Mara from Motherofalltrips said...

Oh man, he just can't get a break can he? That's a terrible story about them trying to get him to walk. You just wonder how many times they want to break his heart.

Peace to you all and I hope he feels better soon.

Erin said...

oh my dear lord.... what is WRONG with people?! I have so much distrust in the medicine industry lately... and this only proves WHY... ignorant... ugh. ugh. ugh.
I hope he is feeling better soon!

karen m said...

Holy mother of Bovines! I cannot believe what I am reading. I just can't. WTF?

I do however send you HUGE xoxoxoxox.

irlmumof2 said...

Odd question, does he have a foley that could have been kinked, or could he have been constipated? It may seem insignificant, but these two things are very dangerous for people with spinal cord damage. You probably already know this, but it is amazing how the "little things" you need to know about don't get mentioned.

-face121

Ms. Bar B: said...

I sooo don't understand why certain people are allowed to be in positions that have anything to do with caring/helping/saving the lives/etc for and of other people.

::sigh::

Glad to hear that he was able to call for help, even though it sounds like they shouldn't have been caring for anyone either!

Anonymous said...

Hi...it's tjb22 from Mothertalkers.

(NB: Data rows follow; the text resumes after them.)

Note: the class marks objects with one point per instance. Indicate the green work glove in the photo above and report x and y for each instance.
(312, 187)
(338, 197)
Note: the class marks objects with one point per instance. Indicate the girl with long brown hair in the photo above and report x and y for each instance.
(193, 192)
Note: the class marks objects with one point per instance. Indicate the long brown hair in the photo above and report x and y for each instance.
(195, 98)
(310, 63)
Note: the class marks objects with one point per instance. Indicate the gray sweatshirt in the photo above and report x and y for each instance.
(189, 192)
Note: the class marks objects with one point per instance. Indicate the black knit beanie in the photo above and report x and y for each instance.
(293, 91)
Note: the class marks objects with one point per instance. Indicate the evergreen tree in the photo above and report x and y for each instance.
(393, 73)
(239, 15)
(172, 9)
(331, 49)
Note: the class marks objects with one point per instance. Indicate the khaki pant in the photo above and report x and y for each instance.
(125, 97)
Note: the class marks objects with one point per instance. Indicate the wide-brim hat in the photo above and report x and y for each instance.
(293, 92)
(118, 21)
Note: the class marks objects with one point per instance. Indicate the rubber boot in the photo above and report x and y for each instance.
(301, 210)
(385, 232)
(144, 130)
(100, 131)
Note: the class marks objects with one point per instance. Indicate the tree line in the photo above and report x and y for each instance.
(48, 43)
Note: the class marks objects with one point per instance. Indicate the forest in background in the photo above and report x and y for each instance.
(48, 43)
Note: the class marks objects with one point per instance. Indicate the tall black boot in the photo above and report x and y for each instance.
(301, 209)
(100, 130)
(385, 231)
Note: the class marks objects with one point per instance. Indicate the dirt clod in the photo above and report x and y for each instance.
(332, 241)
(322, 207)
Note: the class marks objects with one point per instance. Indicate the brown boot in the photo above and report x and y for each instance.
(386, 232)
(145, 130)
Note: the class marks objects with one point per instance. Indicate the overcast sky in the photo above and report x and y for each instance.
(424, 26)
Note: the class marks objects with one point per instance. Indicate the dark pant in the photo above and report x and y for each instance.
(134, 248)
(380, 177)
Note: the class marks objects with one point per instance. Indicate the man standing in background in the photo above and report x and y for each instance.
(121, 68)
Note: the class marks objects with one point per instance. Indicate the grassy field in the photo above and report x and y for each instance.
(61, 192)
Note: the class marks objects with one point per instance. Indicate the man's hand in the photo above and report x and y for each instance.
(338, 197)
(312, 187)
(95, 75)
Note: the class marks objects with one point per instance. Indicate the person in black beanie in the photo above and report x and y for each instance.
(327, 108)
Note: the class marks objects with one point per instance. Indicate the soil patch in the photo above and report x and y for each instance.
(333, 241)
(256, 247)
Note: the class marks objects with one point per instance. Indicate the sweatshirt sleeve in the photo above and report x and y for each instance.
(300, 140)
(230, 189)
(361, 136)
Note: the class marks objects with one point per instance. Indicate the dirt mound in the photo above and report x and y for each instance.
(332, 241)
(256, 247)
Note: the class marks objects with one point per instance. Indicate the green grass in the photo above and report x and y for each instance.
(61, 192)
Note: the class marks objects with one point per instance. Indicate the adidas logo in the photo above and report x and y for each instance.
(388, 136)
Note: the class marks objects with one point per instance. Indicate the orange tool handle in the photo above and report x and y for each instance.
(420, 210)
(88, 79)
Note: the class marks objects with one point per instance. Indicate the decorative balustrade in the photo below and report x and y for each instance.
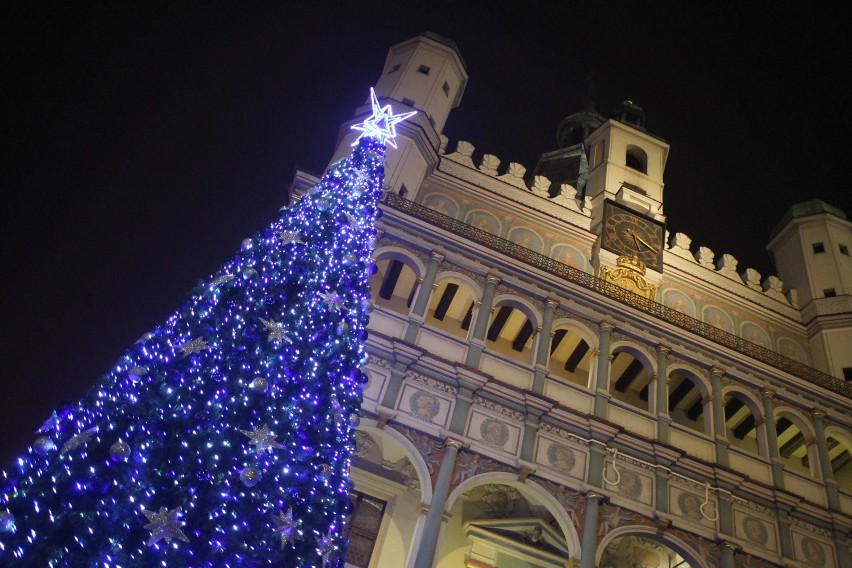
(610, 290)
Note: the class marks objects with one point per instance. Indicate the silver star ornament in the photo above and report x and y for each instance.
(275, 331)
(164, 525)
(194, 346)
(262, 439)
(286, 526)
(78, 440)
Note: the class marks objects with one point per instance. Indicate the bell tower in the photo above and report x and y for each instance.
(626, 163)
(426, 74)
(625, 185)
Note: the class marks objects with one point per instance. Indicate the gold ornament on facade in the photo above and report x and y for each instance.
(629, 274)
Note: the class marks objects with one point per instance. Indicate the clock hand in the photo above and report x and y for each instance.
(641, 240)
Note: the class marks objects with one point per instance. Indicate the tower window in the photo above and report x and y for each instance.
(636, 159)
(362, 528)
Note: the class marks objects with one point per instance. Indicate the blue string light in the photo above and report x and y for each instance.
(222, 437)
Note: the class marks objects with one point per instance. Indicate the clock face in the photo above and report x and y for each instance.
(628, 233)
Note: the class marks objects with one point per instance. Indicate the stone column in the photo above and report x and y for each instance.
(831, 487)
(722, 442)
(786, 538)
(532, 421)
(432, 525)
(602, 380)
(423, 294)
(843, 548)
(661, 386)
(483, 314)
(772, 438)
(726, 555)
(544, 339)
(403, 358)
(589, 544)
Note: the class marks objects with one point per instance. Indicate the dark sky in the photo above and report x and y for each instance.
(144, 141)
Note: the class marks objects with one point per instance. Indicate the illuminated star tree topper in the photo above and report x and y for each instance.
(382, 123)
(223, 437)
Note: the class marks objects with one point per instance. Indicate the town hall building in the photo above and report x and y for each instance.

Just wandered over here and read your post. Have the doctor's used the term "autonomic dysreflexia"? It's not uncommon in those with spinal cord injuries. They will often have episodes like you describe. Here's a link:
http://emedicine.medscape.com/article/322809-overview

Just mentioned it because this is very similar to what I have, although minus the spinal cord injury which makes me just plain old autonomic failure/dysfunction.

As someone else mentioned, this disregulation can be set off in those with spinal cord injuries by something as simple as a too-full bladder or bowel. Maybe recognizing the symptoms might go a long way in helping him (and you) deal with similar episodes in the future.

Take care, and we're always thinking of you and your family.